Comprehensive data protection for all workloads
foggy
Veeam Software
Posts: 21069
Liked: 2115 times
Joined: Jul 11, 2011 10:22 am
Full Name: Alexander Fogelson
Contact:

Re: "Some hot add capable backup proxy VMs were skipped..."

Post by foggy »

dellock6 wrote:So it seems vddk 5.5 is a leftover of the installation Alexander?
Correct.
Yuki
Veeam ProPartner
Posts: 252
Liked: 26 times
Joined: Apr 05, 2011 11:44 pm
Contact:

[MERGED] v8 Upd 2 UUID, replication and Hot-Add problems

Post by Yuki »

Case: 00917457

Hi all,
We have an issue with Veeam server/proxies failing to use Hot-Add mode and resorting to Network mode. We use Veeam internally, we are Veeam Provider and we manage retail Veeam installations at our clients). All of this started after upgrading Veeam installs to v8 U2.

What happens is this: Any proxy (even veeam server itself if also used as proxy) will fail to use Hot-Add mode for local VMs if this server/proxy has been replicated with Veeam. We replicate our Veeam server VM (which also works as a proxy) to another data-center in another state for redundancy/recovery purposes. We also replicate our client's VMs to their local systems or to remote systems. In a number of instances our client's VMs that act as Veeam Proxies also perform other important functions, so they want them replicated (protected). However, because Veeam check's UUIDs and finds those dark replicas, it now started to fail over to Network Mode instead of Hot Add. Network mode then gets used even for backups, which prolongs the backup window.

So far suggestion to us was to dedicate new VMs for proxies and not to replicate them. Of course this means increased hardware resource usage and licensing costs for us and our clients.

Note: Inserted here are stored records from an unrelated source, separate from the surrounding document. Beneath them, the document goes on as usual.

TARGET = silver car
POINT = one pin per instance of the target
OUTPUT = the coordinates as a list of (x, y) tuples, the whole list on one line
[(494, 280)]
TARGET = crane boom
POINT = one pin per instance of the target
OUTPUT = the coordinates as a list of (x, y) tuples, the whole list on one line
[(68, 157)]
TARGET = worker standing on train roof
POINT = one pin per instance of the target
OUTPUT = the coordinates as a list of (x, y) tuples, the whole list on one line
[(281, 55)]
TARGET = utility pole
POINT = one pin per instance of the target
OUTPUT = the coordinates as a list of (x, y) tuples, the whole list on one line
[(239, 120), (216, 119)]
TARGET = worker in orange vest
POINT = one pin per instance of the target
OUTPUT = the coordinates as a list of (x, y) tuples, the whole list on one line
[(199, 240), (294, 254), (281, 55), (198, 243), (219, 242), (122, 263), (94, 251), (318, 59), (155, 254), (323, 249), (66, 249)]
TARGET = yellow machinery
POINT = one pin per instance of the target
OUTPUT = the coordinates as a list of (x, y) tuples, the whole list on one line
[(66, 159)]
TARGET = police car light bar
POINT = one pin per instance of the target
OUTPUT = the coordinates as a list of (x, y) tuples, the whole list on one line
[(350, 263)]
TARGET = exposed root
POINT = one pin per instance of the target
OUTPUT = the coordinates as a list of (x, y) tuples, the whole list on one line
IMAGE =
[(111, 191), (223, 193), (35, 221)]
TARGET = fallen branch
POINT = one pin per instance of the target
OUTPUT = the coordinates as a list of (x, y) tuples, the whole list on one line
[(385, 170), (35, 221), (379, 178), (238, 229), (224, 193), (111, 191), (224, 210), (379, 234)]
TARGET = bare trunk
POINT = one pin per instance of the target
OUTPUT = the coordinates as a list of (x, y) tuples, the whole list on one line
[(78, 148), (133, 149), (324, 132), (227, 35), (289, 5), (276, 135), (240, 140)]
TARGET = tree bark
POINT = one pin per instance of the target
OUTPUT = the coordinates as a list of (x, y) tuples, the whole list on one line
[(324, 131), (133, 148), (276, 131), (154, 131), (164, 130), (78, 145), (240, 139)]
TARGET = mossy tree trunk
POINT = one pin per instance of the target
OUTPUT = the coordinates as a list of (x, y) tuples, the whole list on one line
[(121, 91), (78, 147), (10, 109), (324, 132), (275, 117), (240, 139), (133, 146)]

We did not experience any of these issues prior to v8 U2 update and I wanted to see if this is something that can be addressed with a patch or update? Any way to stop this behavior?
foggy
Veeam Software
Posts: 21069
Liked: 2115 times
Joined: Jul 11, 2011 10:22 am
Full Name: Alexander Fogelson
Contact:

Re: "Some hot add capable backup proxy VMs were skipped..."

Post by foggy »

Please review this thread for details on the reasons of the observed behavior. We will discuss the ability to exclude replica VMs from UUID check.
Yuki
Veeam ProPartner
Posts: 252
Liked: 26 times
Joined: Apr 05, 2011 11:44 pm
Contact:

Re: "Some hot add capable backup proxy VMs were skipped..."

Post by Yuki »

foggy wrote:Please review this thread for details on the reasons of the observed behavior. We will discuss the ability to exclude replica VMs from UUID check.
I did review this and to be honest - the lack of concern i'm seeing in this thread is alarming. Right now there is no solution for this and it is a problem. Even though the jobs are not failing outright, switching to Network mode means serious performance hit and increased backup windows. At this time we have blocked updating Veeam BR to v8 U2 across 80 companies with around 300 physical servers and 600-700 VMs. We were unfortunate not have this caught earlier in smaller deployments and v8 U2 made it into our provider environment (which is smaller when compared to all of the retail licenses we are managing, but it still had serious impact).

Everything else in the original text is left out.